Abstract

Purpose: To evaluate the results of 3DCRT and the effect of higher than traditional doses in patients with high grade prostate cancer, we compiled data from three institutions and analyzed the outcome of this relatively uncommon subset of prostate cancer patients. Methods and Materials: The 180 patients with Gleason score 8–10 adenocarcinoma of the prostate were treated with 3DCRT at the University of Michigan Health System, University of California-San Francisco, or Fox Chase Cancer Center. Eligible patients had T1-T4 N0 or NX M0 adenocarcinoma with a pretreatment PSA. Pretreatment characteristics included: median age 72 years, 60.6% Gleason score 8 tumors, 57.6% T1-T2, and median pretreatment PSA 17.1 ng/ml (range 0.3–257.1). The total dose received was <70 Gy in 30%, 70–75 Gy in 37%, and >75 Gy in 33%; 27% received adjuvant or neoadjuvant hormonal therapy. The median follow-up was 3.0 years for all patients and 16% of patients were followed up for at least 5 years.
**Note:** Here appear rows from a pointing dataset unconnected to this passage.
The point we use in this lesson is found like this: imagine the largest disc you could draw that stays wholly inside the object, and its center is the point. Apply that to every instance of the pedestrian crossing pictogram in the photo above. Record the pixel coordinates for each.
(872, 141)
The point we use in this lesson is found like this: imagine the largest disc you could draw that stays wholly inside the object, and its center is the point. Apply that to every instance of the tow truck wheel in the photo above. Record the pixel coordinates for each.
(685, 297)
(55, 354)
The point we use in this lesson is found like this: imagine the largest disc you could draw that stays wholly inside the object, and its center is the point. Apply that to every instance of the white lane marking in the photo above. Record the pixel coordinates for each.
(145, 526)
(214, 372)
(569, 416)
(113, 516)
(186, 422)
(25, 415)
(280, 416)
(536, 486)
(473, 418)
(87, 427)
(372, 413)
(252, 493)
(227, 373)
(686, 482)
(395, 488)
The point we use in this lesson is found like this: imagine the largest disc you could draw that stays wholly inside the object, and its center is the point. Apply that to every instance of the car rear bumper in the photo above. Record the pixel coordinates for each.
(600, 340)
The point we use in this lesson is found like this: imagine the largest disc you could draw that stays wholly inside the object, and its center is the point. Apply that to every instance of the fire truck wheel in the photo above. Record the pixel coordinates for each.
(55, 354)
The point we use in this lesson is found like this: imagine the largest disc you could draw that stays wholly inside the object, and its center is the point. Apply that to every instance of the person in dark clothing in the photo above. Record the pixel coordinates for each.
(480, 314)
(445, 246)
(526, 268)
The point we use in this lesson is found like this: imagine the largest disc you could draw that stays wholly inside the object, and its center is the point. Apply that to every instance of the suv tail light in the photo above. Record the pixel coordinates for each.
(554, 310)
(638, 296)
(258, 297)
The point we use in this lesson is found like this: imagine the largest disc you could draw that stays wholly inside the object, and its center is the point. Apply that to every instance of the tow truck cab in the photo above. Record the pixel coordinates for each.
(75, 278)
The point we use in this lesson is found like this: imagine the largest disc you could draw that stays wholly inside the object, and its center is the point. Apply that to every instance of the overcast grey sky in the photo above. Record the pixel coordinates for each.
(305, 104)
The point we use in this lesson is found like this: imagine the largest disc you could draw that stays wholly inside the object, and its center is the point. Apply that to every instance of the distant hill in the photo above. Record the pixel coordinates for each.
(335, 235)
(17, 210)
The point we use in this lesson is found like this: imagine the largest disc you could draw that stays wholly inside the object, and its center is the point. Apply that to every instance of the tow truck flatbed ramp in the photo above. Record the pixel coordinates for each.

Results: The 5-year freedom from PSA failure was 62.5% for all patients and 79.3% in T1-T2 patients. Univariate analysis revealed that T-stage (T1-T2 vs. T3-T4), pretreatment PSA, and RT dose predicted for freedom from PSA failure. A 5-year overall survival for all patients was 67.3%. Only RT dose was predictive of 5-year overall survival on univariate analysis. Because a significant association was seen between T-stage and RT dose, the Cox proportional hazards model was performed separately for T1-T2 and T3-T4 tumors. None of the prognostic factors reached statistical significance for overall survival or freedom from PSA failure in T3-T4 patients or for overall survival in T1-T2 patients. Lower RT dose and higher pretreatment PSA predicted for PSA failure on multivariate analysis in T1-T2 patients. Conclusion: This retrospective study from three institutions with experience in dose escalation suggests a dose effect for PSA control above 70 Gy in patients with T1-T2 high grade prostate cancer. These results are superior to surgery and emphasize the need for dose escalation in treating Gleason 8–10 prostate cancer.